Given all this uncertainty, it's important to treat this proposal for inclusion of TDD in the next DSM as just that...a proposal. We are already aware of people allowing the proposal of the TDD diagnosis to influence their illness management decisions. While it may very well end up in the DSM-5, it is not there yet. We don’t think that you should be overly concerned that your child has been misdiagnosed. The underlying flaws of this diagnostic system as a whole mean that misdiagnosis and hit-or-miss medication trials are ever-present possibilities. So you don’t need to jump to action just because another category has been proposed. If your child is doing well, it is probably worth staying the course. If your child is not doing well, it is probably worth continuing to look for alternative explanations and treatments.
If the TDD diagnosis does end up in the DSM, we fear that there may be considerable allure to the diagnosis. The fact that it is being presented as a correction diagnosis will make many people question their current diagnostic status. This is not necessarily a bad thing and in some cases a change might be warranted. However, we are concerned that some changes may come because, as a diagnosis, TDD may seem “preferable” to JBD. For instance, a child with TDD would not face a life-long sentence of medication that a child with JBD incurs. Further, TDD seems unlikely to engender the same degree of stigma that accompanies a bipolar diagnosis. Given the lack of clarity and guidance, ongoing confusion and controversy, and characterization of severe impairment that comes with a bipolar diagnosis, there will likely be pressure from families and clinicians to elect this new option despite the lack of evidence of a better treatment outcome.
To successfully treat neurological conditions such as bipolar disorder, we need evidence-based, biologically anchored diagnoses that will lead to effective identification, research and treatment, not debated ideas or preferences. The field is not ready to provide this type of diagnostic improvement across the board. But we think the JBRF-sponsored research offers a starting place.
We are working hard to bring the research to the attention of the leadership at the DSM. However, despite the fact that it is in line with research priorities at NIMH, and even with members throughout the DSM Task Force, it is also clearly at odds with the type of research and perspective that is embedded in the DSM and still embraced by many clinicians and clinical researchers. Integrating it will be fraught with far-reaching logistical, practical and cultural difficulties. But inconvenience should not stand in the way of real help.

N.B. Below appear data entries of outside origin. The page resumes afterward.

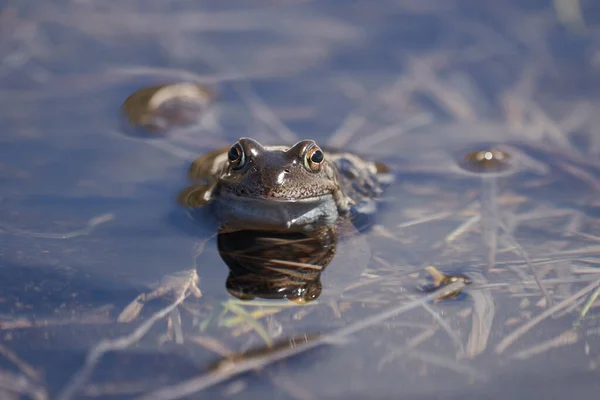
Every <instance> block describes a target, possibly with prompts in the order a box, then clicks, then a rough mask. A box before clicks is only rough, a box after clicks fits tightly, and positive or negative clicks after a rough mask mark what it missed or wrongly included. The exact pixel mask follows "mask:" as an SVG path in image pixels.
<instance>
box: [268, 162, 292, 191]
mask: <svg viewBox="0 0 600 400" xmlns="http://www.w3.org/2000/svg"><path fill="white" fill-rule="evenodd" d="M289 174H290V170H289V169H287V168H286V169H282V170H280V171H278V172H273V173H272V174H268V175H265V176H263V177H262V185H263V188H264V189H265V192H266V194H267V195H268V196H273V195H275V193H276V192H278V191H279V190H280V189H281V187H282V186H283V185H285V183H286V182H287V179H288V176H289Z"/></svg>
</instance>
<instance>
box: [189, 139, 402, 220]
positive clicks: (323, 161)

Between now and April 20th, the DSM Task Force has opened the revision process to public review and comment. We urge you to advocate on behalf of your child. Demand that they provide a diagnostic category that more specifically defines this complex and devastating condition. Share with them your thoughts, experiences and needs. They have said that they will read EVERY submission. You can send your comments to the Task Force via: http://www.dsm5.org/Pages/
We have three years until the next DSM will land on the first doctor's desk. JBRF will continue to press the case. We will keep you posted on our progress.
We wish you and your families good health.